In [1]:
%load_ext autoreload
%autoreload 2

In [2]:
%load_ext lab_black
# or nb_black

# Imports and data

In [3]:
from ecommercerecommendation.utils.data import (
    get_data,
    venn_sets,
    REMOVE_CHARS,
    remove_chars,
    clean_entry,
)

In [4]:
df = get_data("clean_data")

In [5]:
print("Columns: " + ", ".join(df.columns))

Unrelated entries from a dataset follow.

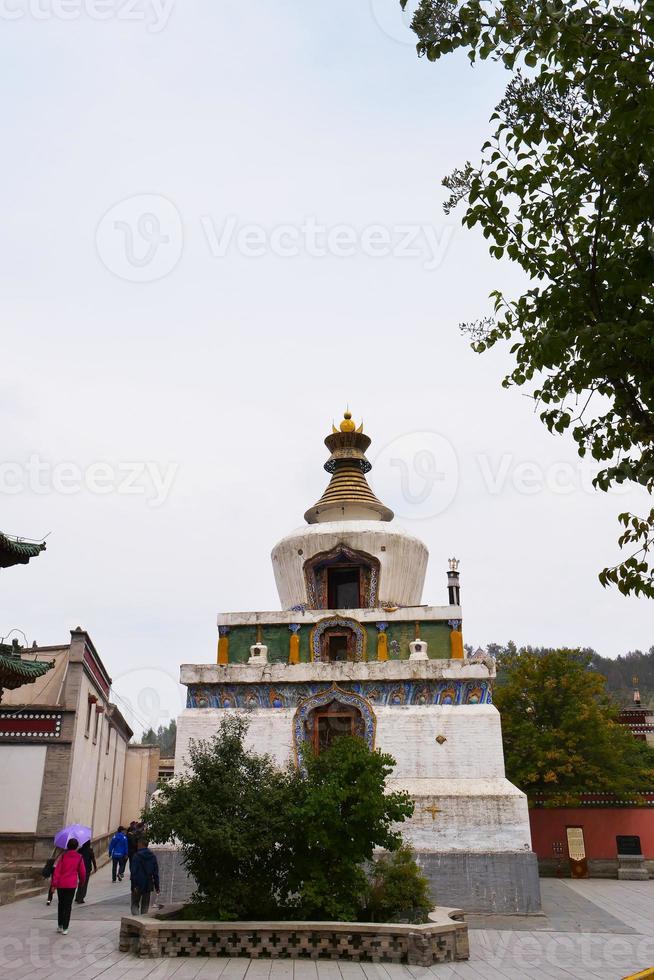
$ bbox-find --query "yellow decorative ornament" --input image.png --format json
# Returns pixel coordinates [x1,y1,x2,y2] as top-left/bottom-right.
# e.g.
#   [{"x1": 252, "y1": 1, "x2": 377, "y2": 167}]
[{"x1": 341, "y1": 412, "x2": 356, "y2": 432}]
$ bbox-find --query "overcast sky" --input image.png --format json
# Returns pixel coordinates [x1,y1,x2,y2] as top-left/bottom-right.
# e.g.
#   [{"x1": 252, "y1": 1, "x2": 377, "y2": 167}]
[{"x1": 0, "y1": 0, "x2": 654, "y2": 736}]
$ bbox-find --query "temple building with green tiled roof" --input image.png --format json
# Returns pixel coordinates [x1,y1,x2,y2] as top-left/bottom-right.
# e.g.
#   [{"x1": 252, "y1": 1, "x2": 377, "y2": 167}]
[
  {"x1": 0, "y1": 640, "x2": 54, "y2": 701},
  {"x1": 0, "y1": 531, "x2": 45, "y2": 568}
]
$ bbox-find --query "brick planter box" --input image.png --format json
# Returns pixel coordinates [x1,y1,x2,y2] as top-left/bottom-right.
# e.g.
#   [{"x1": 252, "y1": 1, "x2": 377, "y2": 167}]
[{"x1": 120, "y1": 908, "x2": 469, "y2": 966}]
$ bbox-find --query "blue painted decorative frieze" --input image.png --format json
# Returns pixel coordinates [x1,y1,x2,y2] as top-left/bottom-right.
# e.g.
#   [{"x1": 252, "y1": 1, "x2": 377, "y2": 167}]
[{"x1": 186, "y1": 680, "x2": 493, "y2": 708}]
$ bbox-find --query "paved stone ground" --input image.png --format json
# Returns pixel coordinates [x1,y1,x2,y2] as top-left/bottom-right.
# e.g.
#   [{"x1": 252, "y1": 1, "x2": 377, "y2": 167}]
[{"x1": 0, "y1": 867, "x2": 654, "y2": 980}]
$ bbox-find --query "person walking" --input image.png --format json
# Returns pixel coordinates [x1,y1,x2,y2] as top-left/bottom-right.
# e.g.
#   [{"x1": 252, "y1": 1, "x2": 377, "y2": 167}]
[
  {"x1": 109, "y1": 827, "x2": 129, "y2": 881},
  {"x1": 75, "y1": 840, "x2": 98, "y2": 905},
  {"x1": 132, "y1": 837, "x2": 159, "y2": 915},
  {"x1": 52, "y1": 837, "x2": 86, "y2": 936}
]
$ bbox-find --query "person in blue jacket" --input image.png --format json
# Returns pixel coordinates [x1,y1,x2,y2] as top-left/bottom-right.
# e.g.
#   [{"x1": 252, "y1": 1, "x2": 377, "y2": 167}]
[
  {"x1": 132, "y1": 837, "x2": 159, "y2": 915},
  {"x1": 109, "y1": 827, "x2": 127, "y2": 881}
]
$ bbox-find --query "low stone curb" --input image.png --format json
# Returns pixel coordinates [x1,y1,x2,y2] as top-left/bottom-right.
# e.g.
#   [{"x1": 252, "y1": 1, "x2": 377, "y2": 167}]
[{"x1": 120, "y1": 907, "x2": 469, "y2": 966}]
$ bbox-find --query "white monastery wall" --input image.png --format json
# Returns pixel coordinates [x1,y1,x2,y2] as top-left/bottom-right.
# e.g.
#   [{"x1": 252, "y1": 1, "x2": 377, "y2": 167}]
[
  {"x1": 175, "y1": 705, "x2": 531, "y2": 852},
  {"x1": 64, "y1": 674, "x2": 100, "y2": 827},
  {"x1": 0, "y1": 745, "x2": 48, "y2": 834},
  {"x1": 109, "y1": 730, "x2": 133, "y2": 831},
  {"x1": 175, "y1": 704, "x2": 504, "y2": 779},
  {"x1": 272, "y1": 520, "x2": 429, "y2": 609},
  {"x1": 375, "y1": 704, "x2": 504, "y2": 779}
]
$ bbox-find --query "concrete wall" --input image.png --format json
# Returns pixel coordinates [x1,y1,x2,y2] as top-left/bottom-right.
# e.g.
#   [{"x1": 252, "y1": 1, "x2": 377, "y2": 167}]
[
  {"x1": 65, "y1": 665, "x2": 106, "y2": 831},
  {"x1": 0, "y1": 745, "x2": 48, "y2": 833},
  {"x1": 120, "y1": 745, "x2": 159, "y2": 827}
]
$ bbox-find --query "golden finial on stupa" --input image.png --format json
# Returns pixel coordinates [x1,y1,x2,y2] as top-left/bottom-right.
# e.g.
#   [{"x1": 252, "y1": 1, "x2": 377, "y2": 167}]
[{"x1": 340, "y1": 409, "x2": 356, "y2": 432}]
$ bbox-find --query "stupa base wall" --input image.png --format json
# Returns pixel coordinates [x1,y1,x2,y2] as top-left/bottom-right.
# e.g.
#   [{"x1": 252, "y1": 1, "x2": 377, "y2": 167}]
[{"x1": 152, "y1": 846, "x2": 540, "y2": 915}]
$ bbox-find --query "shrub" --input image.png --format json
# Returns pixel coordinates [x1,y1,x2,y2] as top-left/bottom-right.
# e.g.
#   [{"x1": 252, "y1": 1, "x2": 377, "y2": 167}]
[
  {"x1": 145, "y1": 717, "x2": 297, "y2": 920},
  {"x1": 145, "y1": 717, "x2": 413, "y2": 920},
  {"x1": 363, "y1": 844, "x2": 435, "y2": 922}
]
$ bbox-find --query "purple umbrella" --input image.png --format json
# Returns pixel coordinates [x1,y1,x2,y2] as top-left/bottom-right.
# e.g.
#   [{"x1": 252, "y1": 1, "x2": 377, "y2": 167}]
[{"x1": 55, "y1": 823, "x2": 93, "y2": 848}]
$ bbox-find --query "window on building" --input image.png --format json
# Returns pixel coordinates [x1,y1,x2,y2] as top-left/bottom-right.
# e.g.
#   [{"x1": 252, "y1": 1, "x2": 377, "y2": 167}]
[{"x1": 327, "y1": 565, "x2": 361, "y2": 609}]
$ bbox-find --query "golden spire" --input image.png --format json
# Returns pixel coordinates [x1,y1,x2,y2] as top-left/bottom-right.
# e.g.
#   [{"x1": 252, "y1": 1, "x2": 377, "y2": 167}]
[
  {"x1": 339, "y1": 409, "x2": 356, "y2": 432},
  {"x1": 304, "y1": 408, "x2": 393, "y2": 524}
]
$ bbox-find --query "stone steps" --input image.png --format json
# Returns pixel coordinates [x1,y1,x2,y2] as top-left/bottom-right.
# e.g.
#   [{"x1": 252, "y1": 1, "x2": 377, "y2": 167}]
[{"x1": 0, "y1": 866, "x2": 50, "y2": 906}]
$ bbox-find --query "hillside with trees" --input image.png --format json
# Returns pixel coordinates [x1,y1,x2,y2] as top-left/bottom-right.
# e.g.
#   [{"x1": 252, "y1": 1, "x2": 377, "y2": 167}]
[{"x1": 486, "y1": 641, "x2": 654, "y2": 707}]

Columns: InvoiceNo, StockCode, Description, Quantity, InvoiceDate, UnitPrice, CustomerID, Country


Available information/features:
- **InvoiceNo:** to know what products were purchased together
- **CustomerID:** to know what products were bought together by a customer
- **StockCode:** product ID
- **Description:** For future text-based/LLM solutions
- **Quantity:** Is it important?
- **UnitPrice:** Is it important? Maybe for tabular data
- **InvoiceDate:** for date values like month, day of the week etc, maybe hour of the day?
- **Country:** OHE if needed later

# Text cleaning

For Countries, see the last notebook.

For special characters, first check if there is anything else than the chosen special characters:

In [6]:
print(f"Non alpha-numerical characters to deal with: {REMOVE_CHARS}")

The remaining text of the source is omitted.